Recommendation: Rachel Glennerster on Poverty, Global Development, Randomised Controlled Trials and more

This interview on the 80,000 Hours podcast with Rachel Glennerster (chief economist at the UK’s Department for International Development and former executive director of J-PAL) is a great overview of some major issues in Global Development (as of 2018) and particularly how a practical academic thinks about, among other things:

  • Aid, economic development and smart spending;
  • Effective use of data to evaulate and design programs and influence policy ;
  • Use of Randomised Controlled Trials;
  • The differences between small-scale trials and making interventions work at scale;
  • Good governance.

Recommended. Here’s a (long) snippit I found helpful about how she thinks about Randomised Controlled Trials (RCTs):

Nathan Labenz: Moving to RCTs in general and the state of debate around how much we should rely upon them. You mentioned that it’s kind of a 50/50 split right now, in today’s work. Do you think that’s an appropriate split? Do you think that it should be all RCT’s? What do you think is the right balance as we try to figure out what is obviously a very complicated world?
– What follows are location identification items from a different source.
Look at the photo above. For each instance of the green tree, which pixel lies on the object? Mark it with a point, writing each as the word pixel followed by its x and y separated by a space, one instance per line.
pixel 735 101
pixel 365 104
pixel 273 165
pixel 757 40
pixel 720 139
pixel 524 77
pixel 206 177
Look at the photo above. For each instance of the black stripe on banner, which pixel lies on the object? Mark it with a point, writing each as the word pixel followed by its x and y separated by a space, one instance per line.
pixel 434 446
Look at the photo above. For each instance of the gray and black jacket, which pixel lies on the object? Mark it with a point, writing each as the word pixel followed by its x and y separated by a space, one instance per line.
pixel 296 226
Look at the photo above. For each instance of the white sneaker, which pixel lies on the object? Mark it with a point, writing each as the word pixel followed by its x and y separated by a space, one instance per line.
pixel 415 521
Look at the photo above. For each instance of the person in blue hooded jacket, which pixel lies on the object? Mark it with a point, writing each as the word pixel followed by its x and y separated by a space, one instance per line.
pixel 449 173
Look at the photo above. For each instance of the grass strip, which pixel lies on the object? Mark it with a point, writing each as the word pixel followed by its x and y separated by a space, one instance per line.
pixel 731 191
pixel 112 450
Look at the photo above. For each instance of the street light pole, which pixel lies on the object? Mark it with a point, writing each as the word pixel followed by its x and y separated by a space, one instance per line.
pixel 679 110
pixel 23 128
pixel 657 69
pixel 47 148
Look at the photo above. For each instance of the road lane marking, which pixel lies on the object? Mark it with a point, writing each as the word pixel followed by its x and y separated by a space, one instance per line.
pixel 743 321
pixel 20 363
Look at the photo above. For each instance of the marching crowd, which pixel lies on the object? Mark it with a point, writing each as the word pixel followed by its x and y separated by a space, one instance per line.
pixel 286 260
Rachel Glennerster: I think it’s really important to say that all of us who have worked on randomized trials have never suggested that this is the only methodology that you should use. Sometimes it’s held up as a straw person that we go around saying, this is the only methodology, people criticize us for saying it’s the only methodology, but nobody who’s done RCTs has ever thought that that’s the right approach. I think the right way to see things is you have a toolbox of ways to answer questions, and the right tool depends on the question that you’re asking.

I think we need good descriptive work to understand what the problems are. A lot of development programs just fail because they’re trying to solve a problem that doesn’t exist. They’re just solving the wrong problem. The first really important thing you’ve got to do is really understand what the issue is in any given area. If we’re worried about girls not going to school because of menstruation, well, let’s start by finding out whether they actually don’t go to school more when they’re menstruating. That’s a really basic, obvious thing. But we actually need more work on that kind of understanding the context, understanding the problem, is really important first step.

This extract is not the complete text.